ガラパゴス?
ヨーロッパで「直接(教授)法」が成功をおさめたのは学習者の母語も学習対象言語もインド・ヨーロッパ語族だったからじゃなかろうか、というのは私の思い付きと思い込みです。探しかたが悪いだけで、実証した論文があるにちがいありません。
イタリア語では、イタリア文化会館の作成した『オペラ・プリマ』(朝日出版社)が直接法でまなぶ教科書です。本書で学習した日本語母語話者のかたに感想をうかがってみたく思っております。
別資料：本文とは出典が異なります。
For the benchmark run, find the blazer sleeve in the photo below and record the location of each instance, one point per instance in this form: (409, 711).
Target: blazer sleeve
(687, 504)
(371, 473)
イタリア文化会館 東京 イタリア語学校|イタリア語教科書 OPERA PRIMA 音声ファイルダウンロード
といいますのも、私じしんの経験では、ネイティヴ講師につたない外国語でいっしょけんめいに質問し、外国語で説明が帰ってきたところでどうも腑に落ちない、ということがあったからです。それとは反対に、日本語学習者にそのかたの母語で解説してさしあげて、過分な感謝をちょうだいしたこともあります。そのかたの通う日本語学校は直接法で教授するため、どうやら文法の込み入った話を避けているようでした。
「文法訳読法」はラテン語の習得法として編み出された、と本に書いてあります。近年、日本国内で悪名高いようにみえる語学教授法です。ヨーロッパでは、直接法でまなぶラテン語の教科書もあります。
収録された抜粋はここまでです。